Alors que la soirée vient juste de commencer, Sandra reçoit un coup de téléphone d’un certain inspecteur Daniels qui prétend qu’une cliente est venue porter plainte : on lui aurait volé de l’argent dans son sac et l’auteur du forfait serait une employée de caisse.

Sandra se demande de qui il peut s’agir et cite le nom de Becky. L’inspecteur Daniels répond qu’il s’agirait bien d’une certaine Rebecca.

Il exige de parler à Becky et prétend que si l’argent est retrouvé avant sa propre intervention, les suites seront moins dommageables pour la jeune femme.

Il commence par demander à Sandra de pratiquer une fouille au corps sur la pauvre Becky qui nie en bloc avoir volé la moindre somme d’argent.

Lorsque le film fut présenté au festival du cinéma américain de Deauville, quelques spectateurs quittèrent la salle.
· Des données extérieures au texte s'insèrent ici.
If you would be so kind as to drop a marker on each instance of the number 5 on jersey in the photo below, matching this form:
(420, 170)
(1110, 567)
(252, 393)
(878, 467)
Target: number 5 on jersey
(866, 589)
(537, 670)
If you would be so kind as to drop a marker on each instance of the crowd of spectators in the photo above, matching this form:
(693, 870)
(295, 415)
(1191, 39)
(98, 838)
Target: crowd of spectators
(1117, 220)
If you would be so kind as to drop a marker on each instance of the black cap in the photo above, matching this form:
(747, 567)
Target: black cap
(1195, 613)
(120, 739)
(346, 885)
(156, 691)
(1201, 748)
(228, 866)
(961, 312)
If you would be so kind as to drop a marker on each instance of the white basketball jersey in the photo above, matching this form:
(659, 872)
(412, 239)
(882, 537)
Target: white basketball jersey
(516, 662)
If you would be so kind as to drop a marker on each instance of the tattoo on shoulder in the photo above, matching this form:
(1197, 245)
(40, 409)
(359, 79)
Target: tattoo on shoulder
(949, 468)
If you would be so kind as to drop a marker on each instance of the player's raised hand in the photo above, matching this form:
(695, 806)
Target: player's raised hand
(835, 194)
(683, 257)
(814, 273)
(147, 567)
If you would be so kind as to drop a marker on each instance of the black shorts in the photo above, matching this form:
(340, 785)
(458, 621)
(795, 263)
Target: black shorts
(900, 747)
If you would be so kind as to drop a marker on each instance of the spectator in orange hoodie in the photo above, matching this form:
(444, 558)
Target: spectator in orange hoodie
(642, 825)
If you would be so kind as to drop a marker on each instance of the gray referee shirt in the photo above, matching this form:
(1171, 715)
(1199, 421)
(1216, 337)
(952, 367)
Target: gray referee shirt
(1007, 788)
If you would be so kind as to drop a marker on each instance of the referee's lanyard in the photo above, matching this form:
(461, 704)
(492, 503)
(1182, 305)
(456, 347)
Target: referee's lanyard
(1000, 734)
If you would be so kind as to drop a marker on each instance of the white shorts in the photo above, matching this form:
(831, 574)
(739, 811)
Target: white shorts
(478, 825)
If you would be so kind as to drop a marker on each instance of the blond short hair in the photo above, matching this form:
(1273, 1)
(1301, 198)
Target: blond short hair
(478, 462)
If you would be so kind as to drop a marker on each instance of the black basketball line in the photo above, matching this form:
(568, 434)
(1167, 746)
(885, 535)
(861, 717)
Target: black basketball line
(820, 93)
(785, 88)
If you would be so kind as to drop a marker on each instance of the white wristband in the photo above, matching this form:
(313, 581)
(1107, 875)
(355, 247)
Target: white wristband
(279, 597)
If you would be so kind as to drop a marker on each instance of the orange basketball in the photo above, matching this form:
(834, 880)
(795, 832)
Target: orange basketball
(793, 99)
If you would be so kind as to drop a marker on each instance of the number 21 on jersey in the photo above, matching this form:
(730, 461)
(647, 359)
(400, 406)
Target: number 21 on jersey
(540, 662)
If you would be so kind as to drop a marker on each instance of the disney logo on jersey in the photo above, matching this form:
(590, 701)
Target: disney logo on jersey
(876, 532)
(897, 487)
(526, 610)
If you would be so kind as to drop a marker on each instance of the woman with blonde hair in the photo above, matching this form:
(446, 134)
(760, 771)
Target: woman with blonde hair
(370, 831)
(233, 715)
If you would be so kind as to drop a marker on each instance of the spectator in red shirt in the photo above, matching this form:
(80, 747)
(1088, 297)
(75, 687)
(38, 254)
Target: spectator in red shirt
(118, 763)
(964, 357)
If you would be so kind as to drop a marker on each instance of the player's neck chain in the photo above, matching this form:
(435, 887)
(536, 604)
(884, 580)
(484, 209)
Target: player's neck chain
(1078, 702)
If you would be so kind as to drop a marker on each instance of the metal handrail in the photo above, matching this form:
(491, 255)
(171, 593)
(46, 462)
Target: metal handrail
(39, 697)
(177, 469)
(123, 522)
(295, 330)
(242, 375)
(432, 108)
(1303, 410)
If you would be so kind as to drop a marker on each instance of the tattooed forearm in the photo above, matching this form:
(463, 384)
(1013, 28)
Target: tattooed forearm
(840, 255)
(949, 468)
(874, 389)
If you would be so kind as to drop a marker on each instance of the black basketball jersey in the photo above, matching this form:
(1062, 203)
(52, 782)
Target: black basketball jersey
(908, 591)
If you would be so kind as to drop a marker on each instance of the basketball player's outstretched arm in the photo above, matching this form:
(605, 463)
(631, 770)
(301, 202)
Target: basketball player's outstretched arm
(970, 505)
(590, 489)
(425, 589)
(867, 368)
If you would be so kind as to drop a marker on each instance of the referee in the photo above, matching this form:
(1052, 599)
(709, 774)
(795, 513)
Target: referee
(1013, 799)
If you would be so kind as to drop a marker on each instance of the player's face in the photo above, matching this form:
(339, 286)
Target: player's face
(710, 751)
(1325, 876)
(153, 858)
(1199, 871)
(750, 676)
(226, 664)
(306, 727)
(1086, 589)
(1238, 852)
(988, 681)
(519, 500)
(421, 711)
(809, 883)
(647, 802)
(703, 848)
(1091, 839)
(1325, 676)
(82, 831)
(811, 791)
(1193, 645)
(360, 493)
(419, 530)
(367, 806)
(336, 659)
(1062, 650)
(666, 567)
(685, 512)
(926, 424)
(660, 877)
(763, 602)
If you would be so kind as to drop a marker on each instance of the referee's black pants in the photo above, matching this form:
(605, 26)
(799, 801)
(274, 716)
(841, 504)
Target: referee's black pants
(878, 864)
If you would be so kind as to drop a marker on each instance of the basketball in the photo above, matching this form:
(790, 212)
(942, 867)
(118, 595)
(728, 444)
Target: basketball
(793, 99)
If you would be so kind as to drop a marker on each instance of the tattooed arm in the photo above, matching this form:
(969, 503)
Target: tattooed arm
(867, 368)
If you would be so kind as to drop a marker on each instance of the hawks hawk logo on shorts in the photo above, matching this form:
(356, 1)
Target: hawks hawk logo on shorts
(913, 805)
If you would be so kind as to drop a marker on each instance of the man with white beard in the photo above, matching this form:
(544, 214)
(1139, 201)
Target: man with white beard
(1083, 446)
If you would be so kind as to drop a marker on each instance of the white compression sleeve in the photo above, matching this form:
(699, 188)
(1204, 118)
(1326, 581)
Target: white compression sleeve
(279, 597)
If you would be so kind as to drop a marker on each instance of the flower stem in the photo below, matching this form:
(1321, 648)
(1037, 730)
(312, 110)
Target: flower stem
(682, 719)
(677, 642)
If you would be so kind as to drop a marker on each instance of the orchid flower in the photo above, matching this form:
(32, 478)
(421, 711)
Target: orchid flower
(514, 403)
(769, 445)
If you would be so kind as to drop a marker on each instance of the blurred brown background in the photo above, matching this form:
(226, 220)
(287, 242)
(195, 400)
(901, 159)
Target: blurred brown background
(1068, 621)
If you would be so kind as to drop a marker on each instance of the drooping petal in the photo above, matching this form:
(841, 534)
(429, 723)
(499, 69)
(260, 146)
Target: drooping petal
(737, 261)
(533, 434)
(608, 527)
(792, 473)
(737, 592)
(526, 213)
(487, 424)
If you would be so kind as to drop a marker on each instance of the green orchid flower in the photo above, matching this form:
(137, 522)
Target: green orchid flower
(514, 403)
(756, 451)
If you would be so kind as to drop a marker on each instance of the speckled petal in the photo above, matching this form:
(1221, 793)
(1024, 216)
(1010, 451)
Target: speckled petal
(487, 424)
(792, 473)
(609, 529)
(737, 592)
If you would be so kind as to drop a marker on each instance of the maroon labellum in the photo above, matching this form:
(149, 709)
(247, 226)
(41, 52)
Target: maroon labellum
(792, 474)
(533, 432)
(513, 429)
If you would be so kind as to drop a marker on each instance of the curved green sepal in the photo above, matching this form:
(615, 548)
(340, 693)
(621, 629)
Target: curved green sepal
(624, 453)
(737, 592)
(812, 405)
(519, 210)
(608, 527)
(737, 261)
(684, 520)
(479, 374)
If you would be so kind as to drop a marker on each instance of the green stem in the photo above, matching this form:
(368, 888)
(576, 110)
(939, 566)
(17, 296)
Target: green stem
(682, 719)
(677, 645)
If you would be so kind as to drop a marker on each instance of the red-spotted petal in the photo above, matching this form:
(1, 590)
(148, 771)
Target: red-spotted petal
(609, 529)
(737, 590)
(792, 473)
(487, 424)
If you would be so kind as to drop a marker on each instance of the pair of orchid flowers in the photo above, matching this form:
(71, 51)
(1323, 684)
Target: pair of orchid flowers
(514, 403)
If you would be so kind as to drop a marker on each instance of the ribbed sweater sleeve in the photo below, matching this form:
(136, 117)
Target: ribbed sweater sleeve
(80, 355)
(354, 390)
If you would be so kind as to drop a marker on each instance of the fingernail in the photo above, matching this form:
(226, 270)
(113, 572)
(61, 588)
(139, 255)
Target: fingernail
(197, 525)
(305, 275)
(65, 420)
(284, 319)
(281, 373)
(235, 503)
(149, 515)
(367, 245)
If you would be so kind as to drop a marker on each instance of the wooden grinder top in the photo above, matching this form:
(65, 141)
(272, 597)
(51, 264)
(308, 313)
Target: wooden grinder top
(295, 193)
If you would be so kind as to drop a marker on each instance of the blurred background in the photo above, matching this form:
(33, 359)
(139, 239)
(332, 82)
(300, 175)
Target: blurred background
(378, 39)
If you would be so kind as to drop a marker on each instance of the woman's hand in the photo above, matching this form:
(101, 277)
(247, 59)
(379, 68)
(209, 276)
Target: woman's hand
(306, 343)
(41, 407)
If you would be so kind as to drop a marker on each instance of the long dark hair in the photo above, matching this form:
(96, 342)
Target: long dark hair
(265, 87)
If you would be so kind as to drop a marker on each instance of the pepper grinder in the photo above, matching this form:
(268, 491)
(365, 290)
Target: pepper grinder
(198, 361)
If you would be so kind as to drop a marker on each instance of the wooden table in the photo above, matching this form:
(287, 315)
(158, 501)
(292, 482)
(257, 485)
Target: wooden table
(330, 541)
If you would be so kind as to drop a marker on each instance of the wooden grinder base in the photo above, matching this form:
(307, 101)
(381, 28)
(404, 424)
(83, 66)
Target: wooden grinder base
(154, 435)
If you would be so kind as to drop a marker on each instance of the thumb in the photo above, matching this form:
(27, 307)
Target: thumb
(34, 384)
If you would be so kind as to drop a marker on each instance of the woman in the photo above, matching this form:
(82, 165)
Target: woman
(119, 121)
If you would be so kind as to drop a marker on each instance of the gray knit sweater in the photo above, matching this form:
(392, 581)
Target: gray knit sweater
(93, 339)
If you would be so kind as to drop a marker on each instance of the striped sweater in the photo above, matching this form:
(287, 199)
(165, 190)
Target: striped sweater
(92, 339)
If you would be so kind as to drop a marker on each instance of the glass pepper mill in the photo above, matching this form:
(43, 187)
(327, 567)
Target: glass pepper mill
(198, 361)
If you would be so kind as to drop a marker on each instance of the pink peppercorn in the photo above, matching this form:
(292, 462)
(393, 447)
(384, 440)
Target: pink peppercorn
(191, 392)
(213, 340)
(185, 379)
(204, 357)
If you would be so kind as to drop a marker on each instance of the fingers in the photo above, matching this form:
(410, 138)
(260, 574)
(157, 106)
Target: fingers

Non que le film fût mauvais : Compliance est plutôt bien écrit et bien filmé, mais également anxiogène et manipulateur.

Et c’est bien là le problème ! Car Zobel est finalement aussi manipulateur avec nous, les spectateurs, que « l’inspecteur Daniels » peut l’être avec tous ses interlocuteurs sauf un, le petit ami de Becky qui refuse de rentrer dans le jeu. On soupçonne d’ailleurs que c’est lui qui appelle la police, la vraie pour que ça s’arrête.

Celui que nous continuerons d’appeler « Daniels » oppose son autorité à toute forme de résistance : « Je suis l’inspecteur Daniels. Appelez-moi monsieur ou officier » est la formule qu’il utilise chaque fois qu’il a un nouvel interlocuteur. D’emblée, l’interlocuteur en question « se place sous son autorité ».

De la même manière, Zobel oppose le sacro-saint « Cette histoire est tirée de faits réels » à toute velléité de doute.

Une fois de plus, on peut se poser la question de savoir, comme disent les paranos, « ce qu’on nous cache ».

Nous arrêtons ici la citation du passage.